Quello che mi pare certo è che le tendenze sono molto preoccupanti, tanto più perché la deriva anche economica e produttiva è ormai lunga ed inequivoca, e per certi versi – non foss’altro per la sua misurabilità – anche più chiara di quanto si possa osservare in ottica sociologica.


Stiamo, secondo me, consumando il capitale accumulato da almeno due generazioni (per questo un certo benessere “regge”) e stiamo raschiando il fondo delle energie vitali e morali del Paese.


Se è così – ed ovviamente spero di sbagliarmi – mi prende l’angoscia del senso di responsabilità generazionale: che cosa abbiamo ricevuto dalle generazioni che ci hanno preceduto e che cosa lasciamo a quelle che ci seguiranno? Come si presenta il bilancio della NOSTRA gestione del NOSTRO ambiente economico, sociale, morale?


Quando pongo questa domanda ad amici della mia generazione sento propormi varie considerazioni ma sinteticamente ascrivibili a due tipi di risposta:


(1) beh! In fondo non è tutta colpa nostra! E’ l’intero Occidente che sta declinando e non c’è ragione di pensare che noi avremmo potuto sottrarci a questa deriva;


(2) eh! Va bene, ma anche questi nostri giovani potrebbero darsi da fare, alzare i loro morbidi sederi dai loro troppo comodi divani e pedalare con maggior vigore di quanto non facciano al riparo degli agi che gli abbiamo procurato!
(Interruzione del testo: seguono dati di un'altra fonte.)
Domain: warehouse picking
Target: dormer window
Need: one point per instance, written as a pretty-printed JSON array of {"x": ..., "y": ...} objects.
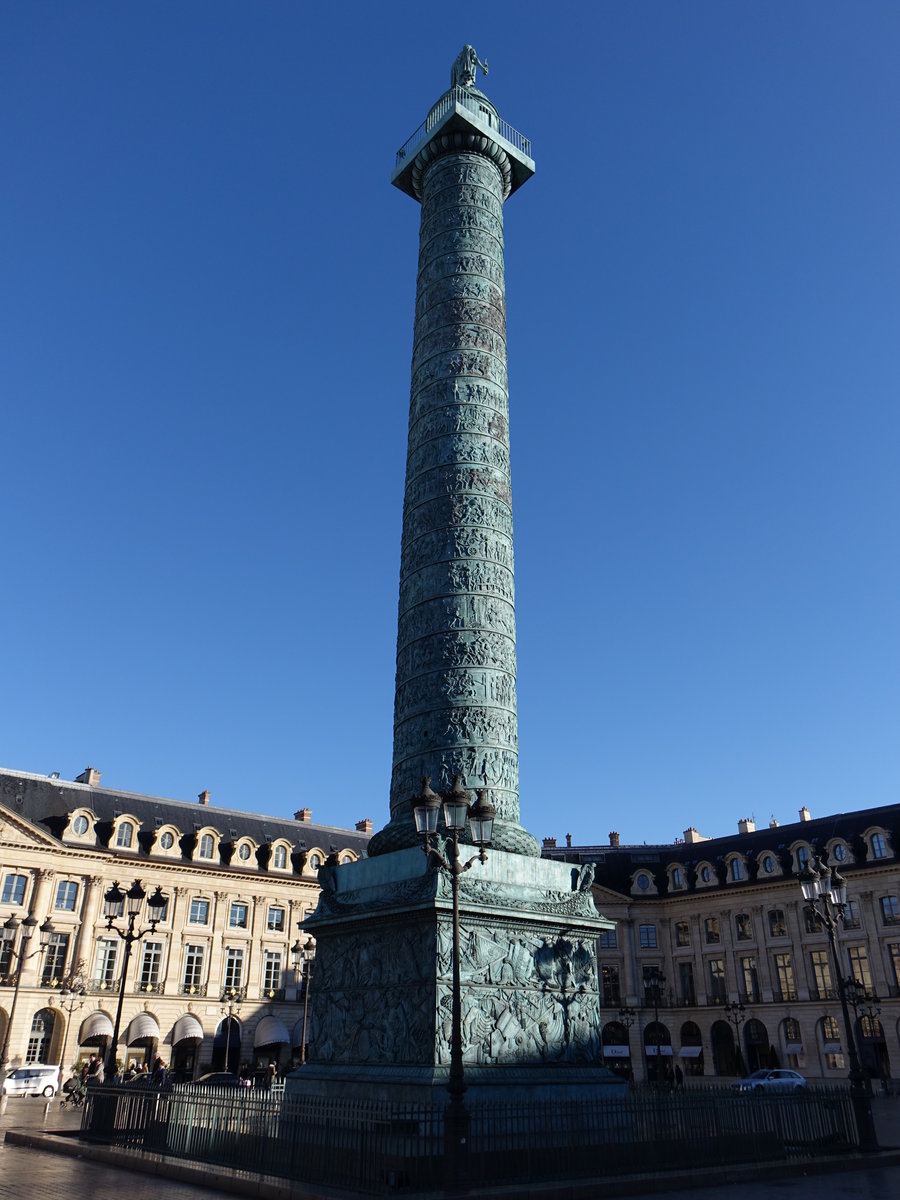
[{"x": 125, "y": 835}]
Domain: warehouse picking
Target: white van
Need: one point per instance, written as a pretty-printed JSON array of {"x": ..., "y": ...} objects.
[{"x": 35, "y": 1080}]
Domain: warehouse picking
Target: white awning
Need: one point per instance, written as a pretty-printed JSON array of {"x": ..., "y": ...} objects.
[
  {"x": 187, "y": 1029},
  {"x": 143, "y": 1026},
  {"x": 269, "y": 1032},
  {"x": 97, "y": 1025}
]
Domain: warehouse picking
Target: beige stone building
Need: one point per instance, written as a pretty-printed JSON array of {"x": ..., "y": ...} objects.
[
  {"x": 214, "y": 982},
  {"x": 717, "y": 965}
]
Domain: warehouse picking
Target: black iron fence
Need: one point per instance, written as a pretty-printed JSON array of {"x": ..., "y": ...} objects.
[{"x": 382, "y": 1147}]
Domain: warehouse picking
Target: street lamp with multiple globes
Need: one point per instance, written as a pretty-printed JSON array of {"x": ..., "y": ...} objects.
[
  {"x": 129, "y": 904},
  {"x": 9, "y": 931},
  {"x": 737, "y": 1015},
  {"x": 304, "y": 953},
  {"x": 479, "y": 817},
  {"x": 826, "y": 894}
]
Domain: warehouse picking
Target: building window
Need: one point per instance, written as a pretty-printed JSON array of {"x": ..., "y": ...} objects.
[
  {"x": 125, "y": 835},
  {"x": 54, "y": 960},
  {"x": 610, "y": 987},
  {"x": 150, "y": 966},
  {"x": 750, "y": 979},
  {"x": 821, "y": 975},
  {"x": 193, "y": 970},
  {"x": 234, "y": 967},
  {"x": 685, "y": 983},
  {"x": 271, "y": 971},
  {"x": 717, "y": 981},
  {"x": 832, "y": 1048},
  {"x": 811, "y": 922},
  {"x": 39, "y": 1041},
  {"x": 66, "y": 895},
  {"x": 743, "y": 928},
  {"x": 858, "y": 959},
  {"x": 785, "y": 987},
  {"x": 105, "y": 963},
  {"x": 778, "y": 925},
  {"x": 13, "y": 889}
]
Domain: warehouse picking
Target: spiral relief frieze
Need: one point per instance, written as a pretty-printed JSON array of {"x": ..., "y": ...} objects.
[{"x": 455, "y": 701}]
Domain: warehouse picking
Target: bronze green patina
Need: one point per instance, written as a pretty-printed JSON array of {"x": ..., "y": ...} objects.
[{"x": 455, "y": 701}]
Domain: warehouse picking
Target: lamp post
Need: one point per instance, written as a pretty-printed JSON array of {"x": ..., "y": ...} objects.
[
  {"x": 304, "y": 953},
  {"x": 628, "y": 1017},
  {"x": 71, "y": 999},
  {"x": 826, "y": 894},
  {"x": 737, "y": 1015},
  {"x": 7, "y": 934},
  {"x": 479, "y": 816},
  {"x": 653, "y": 983},
  {"x": 129, "y": 904},
  {"x": 232, "y": 1001}
]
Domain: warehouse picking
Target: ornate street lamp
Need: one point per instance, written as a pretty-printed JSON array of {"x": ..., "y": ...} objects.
[
  {"x": 736, "y": 1014},
  {"x": 232, "y": 1001},
  {"x": 9, "y": 931},
  {"x": 304, "y": 953},
  {"x": 479, "y": 816},
  {"x": 71, "y": 999},
  {"x": 129, "y": 904},
  {"x": 826, "y": 894},
  {"x": 653, "y": 983}
]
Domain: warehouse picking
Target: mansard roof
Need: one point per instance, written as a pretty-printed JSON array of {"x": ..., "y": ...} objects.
[{"x": 49, "y": 802}]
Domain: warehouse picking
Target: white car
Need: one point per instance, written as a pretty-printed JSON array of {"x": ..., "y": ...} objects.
[
  {"x": 771, "y": 1081},
  {"x": 36, "y": 1080}
]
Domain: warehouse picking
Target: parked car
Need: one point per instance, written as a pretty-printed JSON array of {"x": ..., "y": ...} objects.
[
  {"x": 771, "y": 1081},
  {"x": 36, "y": 1080}
]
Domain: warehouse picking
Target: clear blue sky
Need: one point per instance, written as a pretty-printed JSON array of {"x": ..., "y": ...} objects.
[{"x": 205, "y": 330}]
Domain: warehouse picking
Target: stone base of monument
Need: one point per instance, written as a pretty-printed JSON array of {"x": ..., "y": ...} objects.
[{"x": 381, "y": 1000}]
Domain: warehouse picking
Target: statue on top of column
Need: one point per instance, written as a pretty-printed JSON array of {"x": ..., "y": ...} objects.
[{"x": 462, "y": 72}]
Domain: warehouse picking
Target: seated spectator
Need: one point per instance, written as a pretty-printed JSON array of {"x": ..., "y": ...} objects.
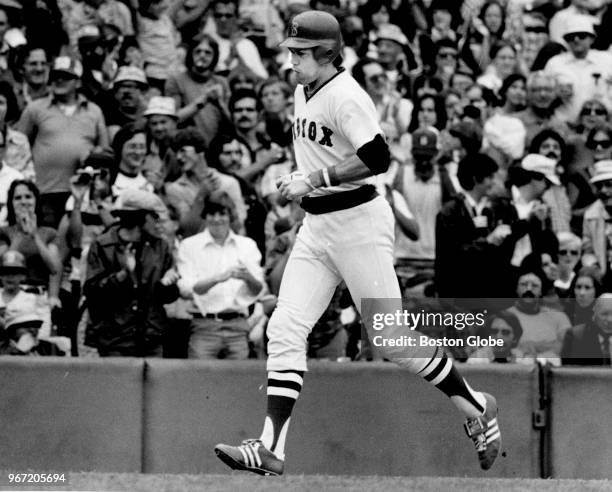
[
  {"x": 159, "y": 40},
  {"x": 588, "y": 344},
  {"x": 236, "y": 51},
  {"x": 161, "y": 127},
  {"x": 503, "y": 64},
  {"x": 596, "y": 228},
  {"x": 130, "y": 276},
  {"x": 504, "y": 327},
  {"x": 129, "y": 88},
  {"x": 423, "y": 185},
  {"x": 569, "y": 253},
  {"x": 17, "y": 152},
  {"x": 21, "y": 319},
  {"x": 274, "y": 97},
  {"x": 552, "y": 145},
  {"x": 585, "y": 288},
  {"x": 471, "y": 258},
  {"x": 539, "y": 114},
  {"x": 532, "y": 230},
  {"x": 197, "y": 176},
  {"x": 584, "y": 67},
  {"x": 7, "y": 175},
  {"x": 33, "y": 62},
  {"x": 543, "y": 328},
  {"x": 62, "y": 129},
  {"x": 226, "y": 155},
  {"x": 221, "y": 271},
  {"x": 393, "y": 110},
  {"x": 38, "y": 244},
  {"x": 130, "y": 148},
  {"x": 201, "y": 96}
]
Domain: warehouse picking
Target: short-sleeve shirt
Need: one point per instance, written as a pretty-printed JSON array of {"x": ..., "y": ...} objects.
[
  {"x": 38, "y": 273},
  {"x": 331, "y": 124}
]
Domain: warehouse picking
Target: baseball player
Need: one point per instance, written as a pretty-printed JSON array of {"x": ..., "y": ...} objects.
[{"x": 347, "y": 234}]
Entrambe le risposte mi lasciano completamente insoddisfatto ( e magari – come troppo spesso mi accade – anche un po’ irritato): la prima non è vera, basta guardare alla Germania, alla Francia ed al Regno Unito; la seconda mi pare addirittura elusiva e sostanzialmente qualunquista.


Per avere risposte convincenti, bisogna porci domande chiare: la nostra generazione è stata inadeguata ai problemi che ha dovuto affrontare, inadeguata dal punto di vista politico, inadeguata dal punto di vista morale, inadeguata dal punto di vista culturale?


C’è qualcuno che sa darmi ragionevolmente torto, se possibile senza addossare, come è banale fare, tutte le colpe a chi ci governa? Siamo ancora in tempo per ritrovare una mente in opera, un riarmo mentale più che morale (Censis, Rapporto 2010)?


Spero, molto ovviamente, in una valanga di convincenti argomentazioni positive!